Are 'Screenagers' Wiser Than Adults?

By Douglas Rushkoff. Published in USA Weekend on 14 June 1996

BEFORE AMERICA INSTALLS V-chips in every TV set and padlocks on all the Segas, we’d better take a good look at why kids devote so much energy to channel-surfing, cruising the Internet and playing Doom, as well as the positive effects cybermania may have on them.

Kids’ fascination with new media is preparing them for the workplace and society of tomorrow. If we try to learn from their example, we, too, might gain skills necessary to thrive in a highly technological and chaotic future.

Kids are natives to a mediaspace where the rest of us are mere immigrants. They were born into a world full of remote controls, joysticks and computer networks, and understand the language and customs of this world better than we ever could hope to. Just as immigrant parents look to their children to learn how to behave and even how to think, we should look to our children for cues on how to adapt to our new, some- times baffling, media environment.

RHYTHM OF THE FUTURE

Most of us reflexively bemoan the channel-surfing habits of our children. Why can’t they just watch one program all the way through? What’s wrong with their attention spans? But instead of focusing on what children are losing, let’s look at what they are gaining.

Traditional programming appeals to our hearts and wallets by hypnotizing us into a passive stupor. Captive to the linear, emotional storylines of our ads and sitcoms, we are held in the sponsors’ spell and “programmed” with their agendas. But a kid who feels himself being coerced simply hits the remote, pulling himself out of passivity into an active relationship to the TV image. He surfs away before he’s caught in the spell.

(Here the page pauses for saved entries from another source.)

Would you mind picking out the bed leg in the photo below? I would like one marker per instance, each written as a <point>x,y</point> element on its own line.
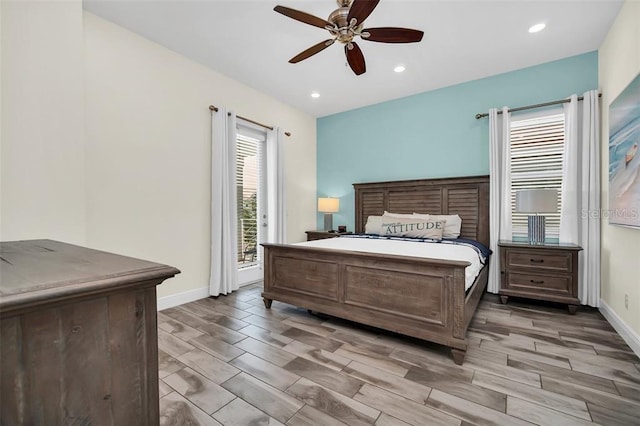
<point>458,355</point>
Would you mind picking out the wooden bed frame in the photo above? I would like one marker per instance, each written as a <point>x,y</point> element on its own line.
<point>423,298</point>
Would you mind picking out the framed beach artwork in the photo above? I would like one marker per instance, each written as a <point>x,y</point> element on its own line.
<point>624,157</point>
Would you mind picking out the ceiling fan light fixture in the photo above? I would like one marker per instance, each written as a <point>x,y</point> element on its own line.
<point>537,28</point>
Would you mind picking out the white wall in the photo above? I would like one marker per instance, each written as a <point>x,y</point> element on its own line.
<point>42,147</point>
<point>148,151</point>
<point>619,64</point>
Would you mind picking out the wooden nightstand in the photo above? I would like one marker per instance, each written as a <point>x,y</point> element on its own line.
<point>321,235</point>
<point>542,271</point>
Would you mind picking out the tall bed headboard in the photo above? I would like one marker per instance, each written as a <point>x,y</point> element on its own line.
<point>465,196</point>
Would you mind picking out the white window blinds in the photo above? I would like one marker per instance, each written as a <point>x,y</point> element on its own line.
<point>537,146</point>
<point>249,180</point>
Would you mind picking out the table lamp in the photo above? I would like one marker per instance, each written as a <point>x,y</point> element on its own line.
<point>536,201</point>
<point>328,206</point>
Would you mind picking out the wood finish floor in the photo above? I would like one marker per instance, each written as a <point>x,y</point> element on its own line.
<point>230,361</point>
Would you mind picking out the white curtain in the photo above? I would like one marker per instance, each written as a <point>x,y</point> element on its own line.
<point>276,197</point>
<point>581,191</point>
<point>224,211</point>
<point>499,189</point>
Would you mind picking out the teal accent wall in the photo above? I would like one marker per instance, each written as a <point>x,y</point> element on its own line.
<point>432,134</point>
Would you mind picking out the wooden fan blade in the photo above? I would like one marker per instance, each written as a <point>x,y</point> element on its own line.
<point>393,35</point>
<point>311,51</point>
<point>302,17</point>
<point>355,58</point>
<point>361,9</point>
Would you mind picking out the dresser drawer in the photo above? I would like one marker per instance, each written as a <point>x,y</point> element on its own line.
<point>533,283</point>
<point>558,261</point>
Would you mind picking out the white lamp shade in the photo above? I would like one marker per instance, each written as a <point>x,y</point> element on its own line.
<point>537,201</point>
<point>328,205</point>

The flip side of his decreased tolerance for passive programming–what we usually think of as a decreased attention span–is actually an increased attention range. A child can watch and comprehend five or more television programs at a time, deftly alternating between channels just in time to catch the key moments on each. How better to prepare for a high-tech job where he may have to browse e-mail, voice mail, the Internet and stock quotes at once?

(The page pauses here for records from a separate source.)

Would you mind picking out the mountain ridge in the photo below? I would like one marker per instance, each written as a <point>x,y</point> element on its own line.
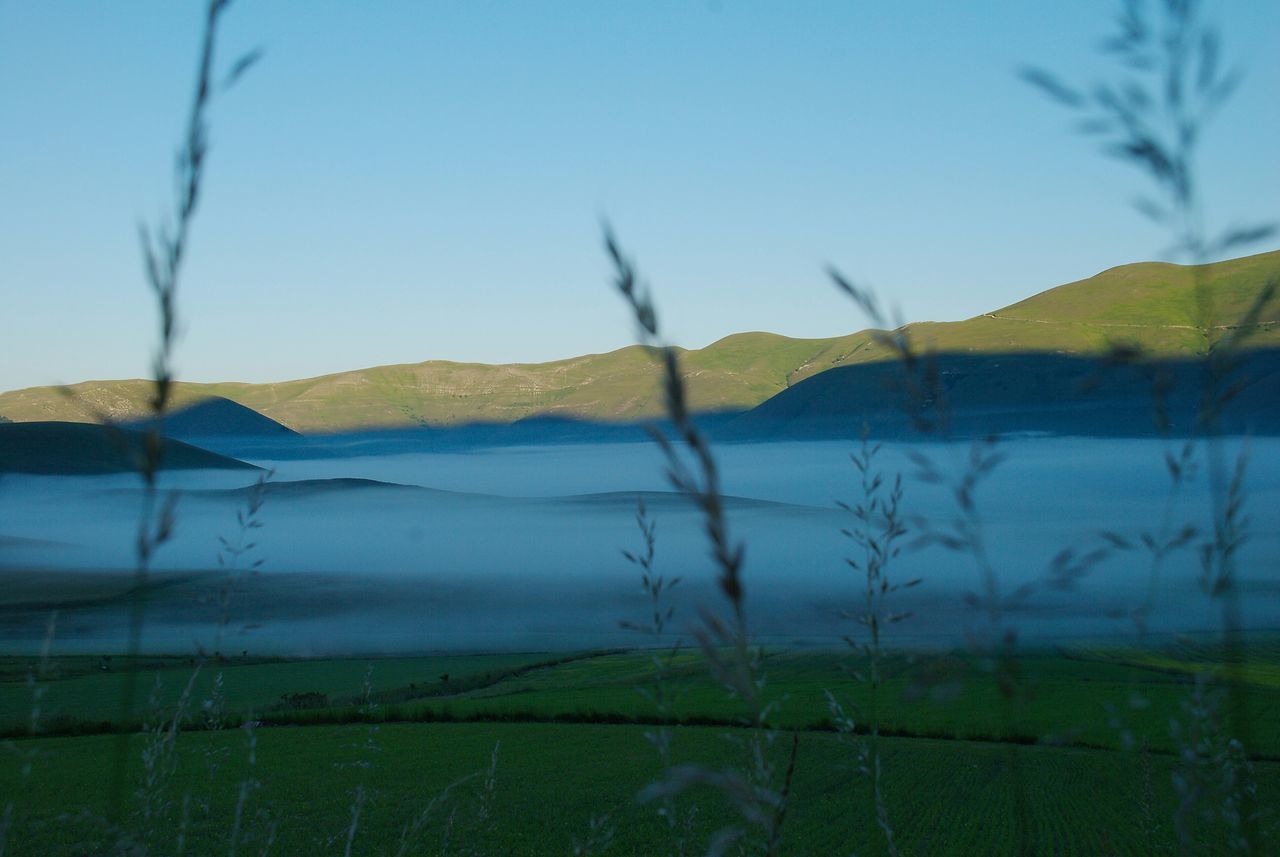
<point>1150,305</point>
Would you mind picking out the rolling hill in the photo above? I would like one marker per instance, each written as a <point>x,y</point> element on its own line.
<point>1151,305</point>
<point>218,417</point>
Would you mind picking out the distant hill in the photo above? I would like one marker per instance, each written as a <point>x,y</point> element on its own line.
<point>76,448</point>
<point>219,417</point>
<point>1011,394</point>
<point>1148,303</point>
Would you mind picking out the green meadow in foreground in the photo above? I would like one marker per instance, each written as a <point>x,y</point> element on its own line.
<point>1151,305</point>
<point>385,737</point>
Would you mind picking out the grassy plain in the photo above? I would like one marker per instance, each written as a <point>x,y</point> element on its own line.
<point>572,748</point>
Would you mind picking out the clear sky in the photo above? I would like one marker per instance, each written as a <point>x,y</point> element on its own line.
<point>398,182</point>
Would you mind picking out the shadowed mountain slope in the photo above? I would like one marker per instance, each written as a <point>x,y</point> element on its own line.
<point>1151,305</point>
<point>73,448</point>
<point>219,417</point>
<point>1014,393</point>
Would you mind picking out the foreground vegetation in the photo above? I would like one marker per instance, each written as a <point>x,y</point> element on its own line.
<point>361,770</point>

Our children are already more mature media consumers than we are. By playing video games, they increase their hand-eye coordination and interface comprehension. Winning a game is really just mastering a new piece of software. More important, our kids are demystifying the television image for themselves. With joysticks in their hands, they have a fundamentally different appreciation for the picture on the screen: It can be changed. While adults perceive news piped into their homes as indisputable fact, our kids know the truth: The image is up for grabs.

THE RICH MEANING OF VIDEO VIOLENCE

Further empowering them, the average American teen’s bedroom is as well-equipped as a state-of-the-art newsroom was 20 years ago. A computer, a modem and a TV give them instant access to global information. By navigating the World Wide Web, they learn how to move through a discontinuous realm of data and opinions, as well as how to distinguish between the two.

Not surprisingly, our kids’ favorite media content also is filled with coping strategies for the world all of us soon will inhabit. While parents can glean little more than violence from a show like Mighty Morphin’ Power Rangers, it deals quite eloquently with some meaningful core issues. The underlying theme of the Power Rangers is evolution as a team sport. The young Rangers only reach full power when they mutate together into a giant, cooperatively controlled robot. The monsters they fight are controlled by the evil Lord Zed, a victim of his own technological excesses who must remain connected to a complex life-support apparatus. He symbolizes the sad consequence of selfishly exploited technology.

Even the most violent video games, like Doom and Mortal Kombat, may be serving a higher purpose than adults may suspect. Social theorists sinee Aristotle have understood that ritualized violence relieves the need for the real stuff. (Even the Shao Lin priests study kung fu along with their Buddhist texts.) So far, at least, we’ve been able to invent games and programming sensational enough to compete with the slayings out the window or in the armories we call public schools. To my mind, this means we are winning the war.

GIVE KIDS THE CONTROLS

If nothing else, let’s put to bed the myth that it’s our kids who, left to their own devices, will inevitably seek out the most violent media. Our new generation of fledgling screenagers is not making the games currently on the shelves of Toys “R” Us. They were designed by adults using interface technology originally implemented for war simulation by the military. Once our kids grow into game designers themselves, we’ll be able to make a more accurate assessment of the effect of all this mediated play on their violent inclinations.

The real challenge before us is to resist further insulating our kids. Instead, let’s put the tools in the hands of our children and see what they do with them. Whether it’s game construction kits where kids can fashion their own adventures on the computer, or camcorders where they can make their own TV shows, kids should have the power and opportunity to design the entertainment environments that suit their needs.

This is where the efforts of truly concerned parents should go.

We might be pleasantly surprised by the generation we have spawned. They are, after all, the latest model of human being.